Nelle polizze unit linked miste deve sussistere il rischio demografico

Cass. Civ., Sez. III, sentenza 5 marzo 2019, n. 6319 (Rel. Di Florio)

Nelle polizze unit linked, caratterizzate dalla componente causale mista ( finanziaria ed assicurativa sulla vita ), anche ove sia prevalente la causa "finanziaria", la parte qualificata come "assicurativa" deve comunque rispondere ai principi dettati dal codice civile, dal codice delle assicurazioni e dalla normativa secondaria ad essi collegata con particolare riferimento alla ricorrenza del "rischio demografico" rispetto al quale il giudice di merito deve valutare l'entità della copertura assicurativa che, avuto riguardo alla natura mista della causa contrattuale, dovrà essere vagliata con specifico riferimento all'ammontare del premio versato dal contraente, all'orizzonte temporale ed alla tipologia dell'investimento. Il giudice di merito dovrà valutare, con adeguata e logica motivazione se, in relazione a tali indici, la misura prevista sia in grado di integrare concretamente il "rischio demografico".

Spese processuali: la soccombenza può essere determinata anche da ragioni di carattere processuale

Cass. Civ., Sez. Un., sentenza 13 marzo 2019, n. 7209 (Rel. Crucitti)

Agli effetti del regolamento delle spese processuali, la soccombenza può essere determinata non soltanto da ragioni di merito, ma anche da ragioni di ordine processuale, non richiedendo l'art. 91 c.p.c., per la statuizione sulle spese, una decisione che attenga al merito, bensì una pronuncia che chiuda il processo davanti al giudice adito, tale dovendosi considerare anche la pronuncia con cui il giudice d'appello rimette le parti davanti al primo giudice per ragioni di giurisdizione ai sensi dell'art. 353 c.p.c. (v. Cass. Sez. Un. n. 583 del 10/08/1999, ribadita, di recente, da Cass. n. 22257 del 13/09/2018).

La responsabilità dell’ente proprietario della strada in caso di danni discendenti dal difetto di manutenzione dei fondi privati limitrofi

Cass. Civ., Sez. VI, ordinanza 12 marzo 2019, n. 7096 (Rel. Olivieri)
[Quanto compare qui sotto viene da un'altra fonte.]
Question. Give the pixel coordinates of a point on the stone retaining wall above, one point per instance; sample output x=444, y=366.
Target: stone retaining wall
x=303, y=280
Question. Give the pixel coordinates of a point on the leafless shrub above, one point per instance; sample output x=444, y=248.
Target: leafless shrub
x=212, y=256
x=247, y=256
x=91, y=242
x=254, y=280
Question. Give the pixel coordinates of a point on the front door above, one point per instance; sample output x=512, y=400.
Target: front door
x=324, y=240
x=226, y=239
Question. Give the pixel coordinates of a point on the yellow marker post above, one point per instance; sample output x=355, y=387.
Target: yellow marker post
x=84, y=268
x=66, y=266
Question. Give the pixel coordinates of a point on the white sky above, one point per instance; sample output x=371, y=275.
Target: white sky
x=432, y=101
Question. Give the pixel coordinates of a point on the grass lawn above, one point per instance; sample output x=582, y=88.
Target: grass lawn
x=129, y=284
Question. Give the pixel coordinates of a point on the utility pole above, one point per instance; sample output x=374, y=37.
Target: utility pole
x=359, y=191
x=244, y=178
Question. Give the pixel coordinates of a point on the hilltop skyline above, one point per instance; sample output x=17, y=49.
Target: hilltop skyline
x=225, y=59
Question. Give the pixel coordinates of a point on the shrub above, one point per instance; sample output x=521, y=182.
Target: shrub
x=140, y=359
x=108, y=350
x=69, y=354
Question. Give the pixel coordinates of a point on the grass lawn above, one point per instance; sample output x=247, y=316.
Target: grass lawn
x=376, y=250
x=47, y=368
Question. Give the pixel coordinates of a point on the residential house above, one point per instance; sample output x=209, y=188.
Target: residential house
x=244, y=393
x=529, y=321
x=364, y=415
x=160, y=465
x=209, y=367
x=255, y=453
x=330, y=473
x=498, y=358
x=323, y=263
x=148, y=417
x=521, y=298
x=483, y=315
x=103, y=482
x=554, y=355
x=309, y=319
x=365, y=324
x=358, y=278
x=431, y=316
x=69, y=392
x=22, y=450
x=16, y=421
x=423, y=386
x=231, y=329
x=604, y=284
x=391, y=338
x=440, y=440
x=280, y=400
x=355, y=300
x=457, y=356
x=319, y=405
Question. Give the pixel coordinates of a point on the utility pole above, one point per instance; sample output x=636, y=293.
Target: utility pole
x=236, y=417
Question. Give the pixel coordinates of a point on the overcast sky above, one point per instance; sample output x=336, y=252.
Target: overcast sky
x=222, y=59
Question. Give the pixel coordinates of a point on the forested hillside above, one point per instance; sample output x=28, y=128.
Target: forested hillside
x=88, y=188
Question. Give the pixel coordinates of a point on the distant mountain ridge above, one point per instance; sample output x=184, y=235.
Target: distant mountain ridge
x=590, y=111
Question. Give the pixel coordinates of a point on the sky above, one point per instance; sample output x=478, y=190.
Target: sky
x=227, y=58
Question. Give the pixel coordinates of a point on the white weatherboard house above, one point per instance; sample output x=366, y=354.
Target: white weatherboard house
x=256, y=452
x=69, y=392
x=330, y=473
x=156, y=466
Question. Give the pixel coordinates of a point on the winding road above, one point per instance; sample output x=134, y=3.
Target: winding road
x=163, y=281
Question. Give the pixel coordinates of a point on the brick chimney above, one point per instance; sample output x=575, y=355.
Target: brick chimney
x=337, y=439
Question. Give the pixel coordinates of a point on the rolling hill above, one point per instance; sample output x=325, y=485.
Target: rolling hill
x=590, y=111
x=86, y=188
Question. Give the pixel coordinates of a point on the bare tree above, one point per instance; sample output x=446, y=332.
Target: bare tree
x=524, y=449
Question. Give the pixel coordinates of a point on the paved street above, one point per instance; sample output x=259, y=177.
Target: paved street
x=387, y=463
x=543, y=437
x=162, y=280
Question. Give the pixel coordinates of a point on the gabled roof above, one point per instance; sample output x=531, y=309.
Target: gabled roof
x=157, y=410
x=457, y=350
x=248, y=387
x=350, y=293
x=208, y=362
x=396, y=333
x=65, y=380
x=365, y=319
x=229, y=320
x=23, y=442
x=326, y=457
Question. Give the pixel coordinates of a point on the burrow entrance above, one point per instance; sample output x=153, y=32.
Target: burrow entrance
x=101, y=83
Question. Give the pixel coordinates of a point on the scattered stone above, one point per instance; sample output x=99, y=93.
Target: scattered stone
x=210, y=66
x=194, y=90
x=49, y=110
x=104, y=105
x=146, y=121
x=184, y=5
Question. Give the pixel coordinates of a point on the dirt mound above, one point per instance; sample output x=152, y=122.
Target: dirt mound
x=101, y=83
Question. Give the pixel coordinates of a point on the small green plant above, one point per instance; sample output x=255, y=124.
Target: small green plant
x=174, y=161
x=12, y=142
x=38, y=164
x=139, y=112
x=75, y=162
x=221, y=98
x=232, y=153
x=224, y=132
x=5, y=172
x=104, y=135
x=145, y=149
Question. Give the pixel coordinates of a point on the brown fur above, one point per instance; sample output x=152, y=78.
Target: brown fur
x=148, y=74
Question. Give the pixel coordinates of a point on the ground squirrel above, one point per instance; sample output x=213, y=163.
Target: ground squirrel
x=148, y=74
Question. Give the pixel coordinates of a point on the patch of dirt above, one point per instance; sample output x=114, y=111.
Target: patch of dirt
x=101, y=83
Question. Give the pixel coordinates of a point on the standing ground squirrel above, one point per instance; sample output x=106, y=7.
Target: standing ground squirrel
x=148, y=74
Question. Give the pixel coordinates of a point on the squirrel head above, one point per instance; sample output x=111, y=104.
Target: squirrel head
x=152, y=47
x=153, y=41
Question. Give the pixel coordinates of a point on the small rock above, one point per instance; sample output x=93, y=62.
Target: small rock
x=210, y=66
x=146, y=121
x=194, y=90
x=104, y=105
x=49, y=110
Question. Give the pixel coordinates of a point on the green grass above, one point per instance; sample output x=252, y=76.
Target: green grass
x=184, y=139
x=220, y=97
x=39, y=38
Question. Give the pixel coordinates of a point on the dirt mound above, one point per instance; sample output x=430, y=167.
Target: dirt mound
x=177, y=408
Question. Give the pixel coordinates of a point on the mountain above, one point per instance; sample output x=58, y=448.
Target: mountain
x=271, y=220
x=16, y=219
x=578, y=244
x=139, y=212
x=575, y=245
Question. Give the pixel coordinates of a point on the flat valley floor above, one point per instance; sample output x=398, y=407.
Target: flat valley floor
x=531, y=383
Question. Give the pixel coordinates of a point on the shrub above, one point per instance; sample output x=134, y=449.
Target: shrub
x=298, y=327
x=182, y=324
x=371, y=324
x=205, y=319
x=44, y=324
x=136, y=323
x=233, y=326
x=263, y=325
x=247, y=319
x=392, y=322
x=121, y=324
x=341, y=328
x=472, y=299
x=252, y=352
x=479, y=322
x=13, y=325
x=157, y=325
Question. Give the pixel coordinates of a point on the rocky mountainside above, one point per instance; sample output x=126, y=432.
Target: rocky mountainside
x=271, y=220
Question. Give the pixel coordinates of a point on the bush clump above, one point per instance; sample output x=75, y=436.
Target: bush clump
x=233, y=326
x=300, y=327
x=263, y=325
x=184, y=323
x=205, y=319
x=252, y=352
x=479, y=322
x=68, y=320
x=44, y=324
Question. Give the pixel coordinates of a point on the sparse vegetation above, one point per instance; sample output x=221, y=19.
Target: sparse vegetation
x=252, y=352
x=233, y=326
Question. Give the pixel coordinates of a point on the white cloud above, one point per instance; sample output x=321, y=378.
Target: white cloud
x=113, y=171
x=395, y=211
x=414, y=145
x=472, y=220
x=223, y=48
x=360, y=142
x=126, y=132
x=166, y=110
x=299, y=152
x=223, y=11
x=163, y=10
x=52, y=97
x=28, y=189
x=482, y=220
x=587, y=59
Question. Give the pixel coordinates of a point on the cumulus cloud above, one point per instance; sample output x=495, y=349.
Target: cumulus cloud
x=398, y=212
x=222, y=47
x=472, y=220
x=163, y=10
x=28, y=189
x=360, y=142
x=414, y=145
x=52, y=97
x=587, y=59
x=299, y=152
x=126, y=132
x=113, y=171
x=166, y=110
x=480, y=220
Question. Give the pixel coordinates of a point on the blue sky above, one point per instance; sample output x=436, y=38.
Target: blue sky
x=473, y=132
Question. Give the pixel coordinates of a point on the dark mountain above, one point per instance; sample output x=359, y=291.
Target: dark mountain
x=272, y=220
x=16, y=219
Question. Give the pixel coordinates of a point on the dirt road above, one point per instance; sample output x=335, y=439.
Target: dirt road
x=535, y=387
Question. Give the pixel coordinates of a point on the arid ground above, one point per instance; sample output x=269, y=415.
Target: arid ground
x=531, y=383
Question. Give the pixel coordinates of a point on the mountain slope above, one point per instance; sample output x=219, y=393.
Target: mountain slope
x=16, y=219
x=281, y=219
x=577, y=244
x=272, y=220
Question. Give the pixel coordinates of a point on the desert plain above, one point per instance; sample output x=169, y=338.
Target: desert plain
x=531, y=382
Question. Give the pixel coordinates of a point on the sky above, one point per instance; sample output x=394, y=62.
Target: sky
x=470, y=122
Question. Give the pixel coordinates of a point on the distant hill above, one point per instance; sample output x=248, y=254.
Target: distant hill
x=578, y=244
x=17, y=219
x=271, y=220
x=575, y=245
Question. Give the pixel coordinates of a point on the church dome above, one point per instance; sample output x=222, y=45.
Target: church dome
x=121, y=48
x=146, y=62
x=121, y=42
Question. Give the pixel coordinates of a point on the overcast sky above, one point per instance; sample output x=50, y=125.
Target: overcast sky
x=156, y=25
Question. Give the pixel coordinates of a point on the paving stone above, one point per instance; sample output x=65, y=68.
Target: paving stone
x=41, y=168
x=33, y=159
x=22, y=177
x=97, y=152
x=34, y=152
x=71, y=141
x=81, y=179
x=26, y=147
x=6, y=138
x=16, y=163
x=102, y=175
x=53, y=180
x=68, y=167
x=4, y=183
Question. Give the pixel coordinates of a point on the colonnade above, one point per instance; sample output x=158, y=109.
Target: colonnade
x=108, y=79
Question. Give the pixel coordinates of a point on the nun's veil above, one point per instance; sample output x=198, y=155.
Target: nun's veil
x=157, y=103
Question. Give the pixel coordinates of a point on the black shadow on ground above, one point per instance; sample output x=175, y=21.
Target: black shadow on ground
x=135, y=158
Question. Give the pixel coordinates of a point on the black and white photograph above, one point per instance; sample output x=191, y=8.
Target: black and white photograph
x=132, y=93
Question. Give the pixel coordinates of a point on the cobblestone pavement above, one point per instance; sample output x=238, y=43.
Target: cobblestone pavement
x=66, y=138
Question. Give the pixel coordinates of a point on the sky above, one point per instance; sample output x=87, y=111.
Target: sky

L'ente proprietario di una strada aperta al pubblico transito, benché non abbia la custodia dei fondi privati che la fiancheggiano e, quindi, non sia tenuto alla loro manutenzione, ha l'obbligo di vigilare affinché dagli stessi non sorgano situazioni di pericolo per gli utenti della strada, nonché - ove, invece, esse si verifichino - quello di attivarsi per rimuoverle o farle rimuovere, sicché è in colpa, ai sensi del combinato disposto degli articoli 1176, secondo comma, cod. civ. e 2043 cod. civ., qualora, pur potendosi avvedere con l'ordinaria diligenza della situazione di pericolo, non l'abbia innanzitutto segnalata ai proprietari del fondo, né abbia adottato altri provvedimenti cautelativi, ivi compresa la chiusura della strada alla circolazione (cfr. Cass. Sez. III, sentenza n. 22330 del 22/10/2014; id. Sez. III, ordinanza n. 6141 del 14/03/2018).